The sound of the explosion was heard nearly a half a mile away, “We weren’t sure where it was from or what happened but it sounded like an old stick of dynamite that blew up.”
James Martin said the loud boom made his entire shop shake. Worried and a bit curious, Martin got into his truck and followed the sirens, just over the hill he saw all the flashing lights in front of T & T.
“I just started to pray that they were okay,” he said.
Two of Martin’s friends had been called out to T & T that day for services jobs to weld one of the tanks.
“They welded on that tank hundreds of times and nothing, it’s not an explosive, it’s not flammable. God knows what,” Martin said.
Aqua ammonia is not flammable, but when it’s heated the substance releases ammonia gas and when that’s mixes with oxygen it can explode.
Martin one of his friends, a man in his twenties was on a ladder near the top of the tank. The other, a 17-year-old was on the ground, he saw that the tank was leaking, yelled and started to run. Both the men tried to evacuate the area as quickly as possible, but couldn’t escape in time. The tank exploded with the two welders close by.
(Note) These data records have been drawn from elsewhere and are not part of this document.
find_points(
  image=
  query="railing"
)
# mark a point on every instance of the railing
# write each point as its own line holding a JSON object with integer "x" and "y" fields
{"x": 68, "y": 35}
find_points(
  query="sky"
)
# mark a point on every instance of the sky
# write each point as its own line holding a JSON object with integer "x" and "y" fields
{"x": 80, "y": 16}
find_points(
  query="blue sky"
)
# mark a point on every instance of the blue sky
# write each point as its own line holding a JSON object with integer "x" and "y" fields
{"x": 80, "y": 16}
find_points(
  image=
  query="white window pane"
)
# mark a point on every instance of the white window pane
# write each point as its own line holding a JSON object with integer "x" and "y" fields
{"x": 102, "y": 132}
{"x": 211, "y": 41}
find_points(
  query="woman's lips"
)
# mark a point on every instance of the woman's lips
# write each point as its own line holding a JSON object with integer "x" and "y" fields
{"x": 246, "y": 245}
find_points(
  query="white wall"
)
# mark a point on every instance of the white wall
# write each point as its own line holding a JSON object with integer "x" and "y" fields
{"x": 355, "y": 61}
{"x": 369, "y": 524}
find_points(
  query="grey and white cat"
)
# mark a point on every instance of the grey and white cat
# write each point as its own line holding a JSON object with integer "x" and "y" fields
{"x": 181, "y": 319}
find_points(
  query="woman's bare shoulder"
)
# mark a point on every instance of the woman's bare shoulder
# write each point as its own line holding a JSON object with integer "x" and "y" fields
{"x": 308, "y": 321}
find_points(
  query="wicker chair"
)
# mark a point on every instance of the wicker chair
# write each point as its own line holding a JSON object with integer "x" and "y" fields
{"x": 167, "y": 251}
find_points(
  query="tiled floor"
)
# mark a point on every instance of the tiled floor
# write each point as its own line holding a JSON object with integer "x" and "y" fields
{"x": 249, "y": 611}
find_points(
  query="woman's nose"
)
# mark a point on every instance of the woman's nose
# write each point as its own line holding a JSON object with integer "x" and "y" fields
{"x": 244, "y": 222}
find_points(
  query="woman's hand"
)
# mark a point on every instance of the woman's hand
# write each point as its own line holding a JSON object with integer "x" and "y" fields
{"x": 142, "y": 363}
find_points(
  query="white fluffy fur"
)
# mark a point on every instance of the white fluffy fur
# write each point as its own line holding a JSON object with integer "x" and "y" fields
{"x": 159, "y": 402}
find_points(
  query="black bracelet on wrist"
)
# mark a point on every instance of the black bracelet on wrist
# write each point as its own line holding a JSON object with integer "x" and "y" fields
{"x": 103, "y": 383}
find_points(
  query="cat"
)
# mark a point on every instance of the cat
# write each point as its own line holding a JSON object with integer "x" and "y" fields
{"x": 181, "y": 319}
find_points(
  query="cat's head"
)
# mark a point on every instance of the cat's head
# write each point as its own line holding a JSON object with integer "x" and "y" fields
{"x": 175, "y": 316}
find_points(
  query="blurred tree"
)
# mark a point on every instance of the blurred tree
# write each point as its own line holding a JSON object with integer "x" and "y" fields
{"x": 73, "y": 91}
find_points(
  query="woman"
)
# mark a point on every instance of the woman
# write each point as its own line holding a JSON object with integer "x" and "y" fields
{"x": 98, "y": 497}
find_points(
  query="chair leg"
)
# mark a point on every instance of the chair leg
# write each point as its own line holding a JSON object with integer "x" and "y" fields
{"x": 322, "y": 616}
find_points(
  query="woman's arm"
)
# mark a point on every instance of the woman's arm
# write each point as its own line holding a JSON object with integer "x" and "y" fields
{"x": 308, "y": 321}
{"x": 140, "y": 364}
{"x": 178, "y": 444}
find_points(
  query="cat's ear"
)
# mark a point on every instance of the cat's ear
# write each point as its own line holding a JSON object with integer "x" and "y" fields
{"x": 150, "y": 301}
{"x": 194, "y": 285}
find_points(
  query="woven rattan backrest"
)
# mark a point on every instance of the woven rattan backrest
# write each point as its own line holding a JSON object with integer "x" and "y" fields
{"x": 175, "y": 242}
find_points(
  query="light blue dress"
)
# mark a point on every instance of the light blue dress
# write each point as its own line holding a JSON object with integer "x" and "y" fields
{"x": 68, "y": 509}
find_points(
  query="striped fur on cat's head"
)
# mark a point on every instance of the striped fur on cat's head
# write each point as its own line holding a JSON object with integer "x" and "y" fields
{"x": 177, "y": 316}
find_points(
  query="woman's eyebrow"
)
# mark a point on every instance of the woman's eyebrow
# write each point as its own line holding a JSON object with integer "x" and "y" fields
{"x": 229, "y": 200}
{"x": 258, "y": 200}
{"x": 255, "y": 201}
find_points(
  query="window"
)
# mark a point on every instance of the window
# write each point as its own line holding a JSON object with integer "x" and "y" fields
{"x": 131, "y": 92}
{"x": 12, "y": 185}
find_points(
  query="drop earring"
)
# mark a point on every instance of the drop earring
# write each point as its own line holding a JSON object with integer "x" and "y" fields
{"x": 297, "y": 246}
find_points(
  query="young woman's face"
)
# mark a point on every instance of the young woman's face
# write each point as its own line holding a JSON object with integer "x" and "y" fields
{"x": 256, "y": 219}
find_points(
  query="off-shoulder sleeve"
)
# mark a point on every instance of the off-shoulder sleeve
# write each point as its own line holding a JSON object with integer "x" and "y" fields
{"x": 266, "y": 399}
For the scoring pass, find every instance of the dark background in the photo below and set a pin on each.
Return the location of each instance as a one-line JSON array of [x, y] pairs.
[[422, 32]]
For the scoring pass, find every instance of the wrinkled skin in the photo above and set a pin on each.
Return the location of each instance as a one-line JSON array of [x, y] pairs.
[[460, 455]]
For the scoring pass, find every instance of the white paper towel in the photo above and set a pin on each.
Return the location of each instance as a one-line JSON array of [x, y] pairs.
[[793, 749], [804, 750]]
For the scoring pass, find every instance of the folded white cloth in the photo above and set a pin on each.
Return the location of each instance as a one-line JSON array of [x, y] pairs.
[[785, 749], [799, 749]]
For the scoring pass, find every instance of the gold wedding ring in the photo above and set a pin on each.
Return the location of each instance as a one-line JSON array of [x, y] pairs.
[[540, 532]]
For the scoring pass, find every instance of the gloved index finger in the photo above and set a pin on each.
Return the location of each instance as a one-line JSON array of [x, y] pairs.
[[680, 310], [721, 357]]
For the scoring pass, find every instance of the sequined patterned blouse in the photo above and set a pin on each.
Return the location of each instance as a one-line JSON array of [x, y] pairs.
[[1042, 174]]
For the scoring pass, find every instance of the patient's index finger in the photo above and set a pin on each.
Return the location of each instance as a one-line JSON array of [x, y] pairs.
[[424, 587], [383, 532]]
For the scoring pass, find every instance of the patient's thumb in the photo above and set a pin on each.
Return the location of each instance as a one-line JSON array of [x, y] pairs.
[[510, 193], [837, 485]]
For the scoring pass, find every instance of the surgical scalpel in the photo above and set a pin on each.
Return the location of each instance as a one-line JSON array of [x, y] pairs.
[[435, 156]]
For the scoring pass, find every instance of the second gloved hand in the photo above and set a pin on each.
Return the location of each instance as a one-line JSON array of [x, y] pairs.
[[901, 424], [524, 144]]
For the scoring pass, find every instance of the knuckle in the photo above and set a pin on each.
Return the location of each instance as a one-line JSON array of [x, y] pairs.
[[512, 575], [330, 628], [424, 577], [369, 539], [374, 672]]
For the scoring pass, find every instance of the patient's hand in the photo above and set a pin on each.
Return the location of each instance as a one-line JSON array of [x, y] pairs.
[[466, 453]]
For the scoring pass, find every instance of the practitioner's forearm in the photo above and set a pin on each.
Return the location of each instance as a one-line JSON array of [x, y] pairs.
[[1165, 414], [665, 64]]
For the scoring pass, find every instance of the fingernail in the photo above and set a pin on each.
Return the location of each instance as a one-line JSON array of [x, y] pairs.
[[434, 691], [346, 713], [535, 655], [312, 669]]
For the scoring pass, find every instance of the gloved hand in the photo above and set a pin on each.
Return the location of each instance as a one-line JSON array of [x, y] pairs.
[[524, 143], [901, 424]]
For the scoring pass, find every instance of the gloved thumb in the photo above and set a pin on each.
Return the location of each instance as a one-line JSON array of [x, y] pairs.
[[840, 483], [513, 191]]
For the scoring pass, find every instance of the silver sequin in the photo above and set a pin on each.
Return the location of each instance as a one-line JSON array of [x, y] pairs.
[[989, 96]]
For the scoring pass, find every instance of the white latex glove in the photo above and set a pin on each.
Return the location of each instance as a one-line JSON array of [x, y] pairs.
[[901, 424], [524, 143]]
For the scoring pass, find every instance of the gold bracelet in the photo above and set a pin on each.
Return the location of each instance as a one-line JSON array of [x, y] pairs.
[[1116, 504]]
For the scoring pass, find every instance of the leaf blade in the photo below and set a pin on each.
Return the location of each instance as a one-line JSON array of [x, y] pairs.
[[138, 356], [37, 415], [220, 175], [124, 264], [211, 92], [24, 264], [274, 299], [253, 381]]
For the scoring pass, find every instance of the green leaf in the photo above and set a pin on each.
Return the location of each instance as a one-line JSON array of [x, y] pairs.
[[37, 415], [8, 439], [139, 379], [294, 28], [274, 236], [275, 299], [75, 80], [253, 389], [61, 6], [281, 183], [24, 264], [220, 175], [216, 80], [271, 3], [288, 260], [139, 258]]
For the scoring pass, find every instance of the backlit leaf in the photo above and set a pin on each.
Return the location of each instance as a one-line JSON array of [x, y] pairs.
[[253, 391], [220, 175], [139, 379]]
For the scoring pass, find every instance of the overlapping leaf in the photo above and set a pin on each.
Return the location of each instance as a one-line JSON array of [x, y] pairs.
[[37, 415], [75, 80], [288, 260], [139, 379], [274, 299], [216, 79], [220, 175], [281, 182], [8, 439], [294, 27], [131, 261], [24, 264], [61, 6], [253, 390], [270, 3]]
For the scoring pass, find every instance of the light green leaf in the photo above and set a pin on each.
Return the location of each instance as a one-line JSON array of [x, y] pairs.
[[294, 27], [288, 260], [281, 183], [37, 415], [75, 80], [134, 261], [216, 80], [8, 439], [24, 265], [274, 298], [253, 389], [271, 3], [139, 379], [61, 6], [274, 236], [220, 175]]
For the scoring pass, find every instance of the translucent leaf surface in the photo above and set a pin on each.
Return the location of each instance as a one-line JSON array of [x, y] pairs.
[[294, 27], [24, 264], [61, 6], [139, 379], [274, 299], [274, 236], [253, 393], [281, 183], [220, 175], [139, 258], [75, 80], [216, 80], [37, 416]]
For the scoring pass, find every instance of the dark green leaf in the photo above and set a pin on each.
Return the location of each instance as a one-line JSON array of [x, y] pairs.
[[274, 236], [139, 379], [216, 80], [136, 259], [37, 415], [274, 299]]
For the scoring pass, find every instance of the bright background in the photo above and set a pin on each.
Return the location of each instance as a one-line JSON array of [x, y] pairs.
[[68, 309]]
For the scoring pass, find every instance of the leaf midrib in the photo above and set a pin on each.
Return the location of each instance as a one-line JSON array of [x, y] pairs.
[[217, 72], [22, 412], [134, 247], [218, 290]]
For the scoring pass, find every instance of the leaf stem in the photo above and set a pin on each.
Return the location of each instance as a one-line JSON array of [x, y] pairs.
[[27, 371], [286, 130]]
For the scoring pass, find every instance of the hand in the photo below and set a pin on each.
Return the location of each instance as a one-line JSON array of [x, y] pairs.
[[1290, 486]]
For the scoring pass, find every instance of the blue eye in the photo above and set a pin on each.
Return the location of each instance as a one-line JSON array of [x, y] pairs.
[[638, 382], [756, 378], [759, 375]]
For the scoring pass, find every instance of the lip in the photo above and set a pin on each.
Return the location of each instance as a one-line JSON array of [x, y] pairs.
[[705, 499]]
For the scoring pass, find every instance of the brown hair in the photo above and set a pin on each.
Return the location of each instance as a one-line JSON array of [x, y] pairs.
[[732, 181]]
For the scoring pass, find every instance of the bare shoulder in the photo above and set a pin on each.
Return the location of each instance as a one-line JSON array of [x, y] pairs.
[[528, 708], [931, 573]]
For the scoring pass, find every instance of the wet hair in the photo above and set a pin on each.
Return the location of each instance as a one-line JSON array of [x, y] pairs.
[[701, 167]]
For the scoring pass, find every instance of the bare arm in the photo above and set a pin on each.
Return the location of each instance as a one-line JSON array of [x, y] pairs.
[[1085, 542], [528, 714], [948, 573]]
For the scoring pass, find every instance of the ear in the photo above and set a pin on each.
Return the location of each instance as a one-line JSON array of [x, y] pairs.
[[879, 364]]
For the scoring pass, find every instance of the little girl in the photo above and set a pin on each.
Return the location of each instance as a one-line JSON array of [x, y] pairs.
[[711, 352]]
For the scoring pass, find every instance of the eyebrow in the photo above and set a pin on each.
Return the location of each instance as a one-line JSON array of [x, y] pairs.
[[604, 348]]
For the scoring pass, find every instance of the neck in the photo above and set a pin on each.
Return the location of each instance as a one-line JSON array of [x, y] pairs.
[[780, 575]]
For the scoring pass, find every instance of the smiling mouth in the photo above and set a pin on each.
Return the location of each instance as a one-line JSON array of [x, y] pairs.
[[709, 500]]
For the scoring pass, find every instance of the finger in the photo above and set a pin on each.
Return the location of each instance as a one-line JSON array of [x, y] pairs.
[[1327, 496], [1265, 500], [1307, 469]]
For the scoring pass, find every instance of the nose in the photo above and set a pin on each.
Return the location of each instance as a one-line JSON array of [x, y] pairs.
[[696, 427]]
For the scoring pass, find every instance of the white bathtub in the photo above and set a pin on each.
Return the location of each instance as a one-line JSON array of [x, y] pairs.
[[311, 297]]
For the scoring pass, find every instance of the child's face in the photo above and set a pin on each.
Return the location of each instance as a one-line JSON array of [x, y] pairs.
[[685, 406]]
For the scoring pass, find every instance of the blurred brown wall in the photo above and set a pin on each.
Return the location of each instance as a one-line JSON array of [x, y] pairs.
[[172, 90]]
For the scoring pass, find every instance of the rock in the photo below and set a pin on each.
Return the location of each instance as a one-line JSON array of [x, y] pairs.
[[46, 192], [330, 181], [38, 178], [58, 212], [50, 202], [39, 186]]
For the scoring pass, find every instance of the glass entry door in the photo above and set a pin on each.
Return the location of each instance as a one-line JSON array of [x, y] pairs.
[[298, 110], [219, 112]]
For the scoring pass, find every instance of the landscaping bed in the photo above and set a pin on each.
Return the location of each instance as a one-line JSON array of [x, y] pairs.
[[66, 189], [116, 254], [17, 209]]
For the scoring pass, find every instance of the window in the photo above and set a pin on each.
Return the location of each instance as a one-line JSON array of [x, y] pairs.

Martin said, “It blew out the bottom and the tank actually flew 70 feet up in the air over that cluster of tanks over there and landed on the other side.”
Harrison Township’s Fire Chief, Kurvin Martin said four people were taken to the hospital for burns from the ammonia vapors.
“We hosed them off and got them out of the scene and got it off of them that way,” the Chief said.
The substance can burn a person’s skin and when inhaled the vapors can burn a person’s respiratory system.
Three people were taken to Elkhart General, while one man, the welder on the ladder, was air-lifted to Memorial Hospital in South Bend.
Chief Martin said T & T has a dam system to contain any hazardous materials, but to be safe a containment crew came in and ruled the area was all clear.
“There was never any immediate danger to the public,” Chief Martin said, “The injuries that the patients sustained were from the initial explosion.”